Em seus 32 anos de docência, Rosali relembra dois acontecimentos que marcaram muito sua vida profissional e também pessoal. O primeiro deles foi com uma turma que tinha alunos dos três aos seis anos de idade.

“Havia uma menina que não falava nunca. Um dia chamei o pai, porque ela realmente parecia muda, não dizia uma só palavra. Ele me disse que ela era assim. Conversava em casa, mas não falava com estranhos ou em outros lugares.

Isso foi na sexta-feira. Na segunda, como de costume, pedi às crianças o que elas haviam feito no fim de semana e essa menina, a Clarice, me respondeu. Foi algo inesquecível, saber que ela estava falando comigo, que realmente confiava em mim e conseguiu superar essa barreira. Nunca vou esquecer”, diz.

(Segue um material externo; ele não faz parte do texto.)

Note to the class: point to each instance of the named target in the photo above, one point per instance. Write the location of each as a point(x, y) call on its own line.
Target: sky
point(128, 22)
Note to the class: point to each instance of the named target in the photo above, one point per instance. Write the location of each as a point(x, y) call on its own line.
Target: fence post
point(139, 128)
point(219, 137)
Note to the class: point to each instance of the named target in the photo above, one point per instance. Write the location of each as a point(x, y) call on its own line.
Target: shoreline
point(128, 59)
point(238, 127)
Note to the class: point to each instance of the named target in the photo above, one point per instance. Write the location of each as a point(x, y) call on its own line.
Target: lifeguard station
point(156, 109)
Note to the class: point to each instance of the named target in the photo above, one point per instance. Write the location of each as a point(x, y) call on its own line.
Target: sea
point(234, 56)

Outro acontecimento foi quando Rosali já era casada e tinha filhos. Seu marido, que era bancário, recebia promoções e, com certa frequência, a família precisava mudar de cidade.

Em uma dessas mudanças, depois que comunicou aos alunos que precisava ir embora, as crianças e seus respectivos pais fizeram um protesto pedindo que ela ficasse.

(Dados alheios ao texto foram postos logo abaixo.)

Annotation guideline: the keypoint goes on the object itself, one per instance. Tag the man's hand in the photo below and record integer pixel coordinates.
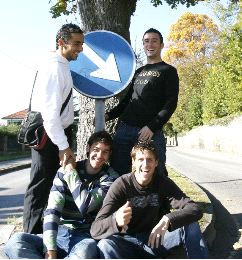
(51, 254)
(145, 134)
(157, 234)
(124, 215)
(65, 156)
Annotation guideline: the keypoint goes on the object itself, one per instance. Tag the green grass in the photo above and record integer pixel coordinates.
(14, 155)
(195, 193)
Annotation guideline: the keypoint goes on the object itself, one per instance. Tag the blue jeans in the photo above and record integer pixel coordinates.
(127, 246)
(70, 244)
(124, 139)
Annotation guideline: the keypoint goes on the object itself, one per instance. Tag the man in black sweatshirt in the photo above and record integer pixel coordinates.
(149, 103)
(135, 220)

“São histórias de valorização, que marcam a gente e nos fazem querer ajudar e fazer ainda mais. O sucesso depende exclusivamente de você. Não adianta ficar esperando que o governo mude as leis, que os alunos ou a família mudem.

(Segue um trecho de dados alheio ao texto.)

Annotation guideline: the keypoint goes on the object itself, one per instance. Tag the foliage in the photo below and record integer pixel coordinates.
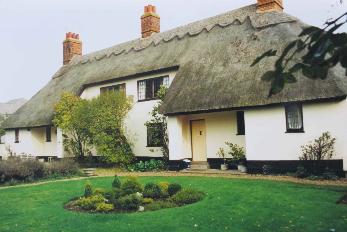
(158, 205)
(160, 119)
(88, 190)
(147, 166)
(90, 203)
(187, 196)
(236, 152)
(321, 149)
(131, 185)
(104, 207)
(72, 116)
(174, 188)
(116, 182)
(152, 190)
(108, 112)
(319, 50)
(129, 202)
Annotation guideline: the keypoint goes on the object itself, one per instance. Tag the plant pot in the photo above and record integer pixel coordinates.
(223, 167)
(242, 168)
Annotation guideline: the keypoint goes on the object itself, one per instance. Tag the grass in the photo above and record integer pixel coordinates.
(230, 205)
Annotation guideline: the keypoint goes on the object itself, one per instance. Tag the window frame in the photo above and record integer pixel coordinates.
(16, 135)
(153, 80)
(241, 126)
(291, 130)
(48, 135)
(149, 143)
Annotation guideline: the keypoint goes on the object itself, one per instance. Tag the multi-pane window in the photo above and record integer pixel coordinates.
(240, 115)
(16, 135)
(148, 89)
(155, 135)
(115, 88)
(294, 118)
(48, 134)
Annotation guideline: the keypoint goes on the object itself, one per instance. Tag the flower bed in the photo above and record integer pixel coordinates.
(131, 196)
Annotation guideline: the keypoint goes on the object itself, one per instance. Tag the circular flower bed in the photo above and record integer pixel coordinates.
(131, 196)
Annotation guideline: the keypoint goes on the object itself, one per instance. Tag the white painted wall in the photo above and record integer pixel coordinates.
(266, 137)
(220, 128)
(136, 131)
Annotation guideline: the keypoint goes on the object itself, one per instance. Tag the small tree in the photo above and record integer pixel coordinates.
(72, 116)
(321, 149)
(159, 119)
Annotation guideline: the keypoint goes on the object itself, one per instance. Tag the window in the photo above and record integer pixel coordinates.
(16, 135)
(48, 134)
(148, 89)
(115, 88)
(154, 135)
(294, 118)
(240, 115)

Se você quer você consegue, e é por amor e dedicação que você vai conseguir. Não precisa de muito, tem que ser autêntico, verdadeiro, o aluno percebe isso. Não adianta cobrar uma coisa e fazer outra. Palavras ecoam, mas exemplos arrastam”, aconselha.

Amor pela alfabetização

Já na vida de Márcia, o acontecimento que realmente marcou foi a descoberta do amor pela alfabetização. Aos 17 anos de idade ela começou a lecionar e, mesmo não atuando como professora hoje (é assessora da diretoria), cada vez que entra em uma sala de aula se sente de volta em um novo mundo.

“Lembro que tinha medo de alfabetizar, não conseguir, não saber fazer. Na época em que resolvi assumir esse desafio, pedi auxílio à diretora da escola e à minha professora.

A ajuda foi muito válida. Uma delas me disse ‘descubra algo que seja do interesse deles e trabalhe em cima disso’. Bom, um dos alunos gostava da música Florentina e era fã do Tiririca, tinha até o mesmo corte de cabelo.

Então, pensei em utilizar essa música. Nós a destrinchamos e a partir dela realizamos inúmeras tarefas e isso gerou muito aprendizado. Foi ali que descobri meu amor pelo trabalho com projetos.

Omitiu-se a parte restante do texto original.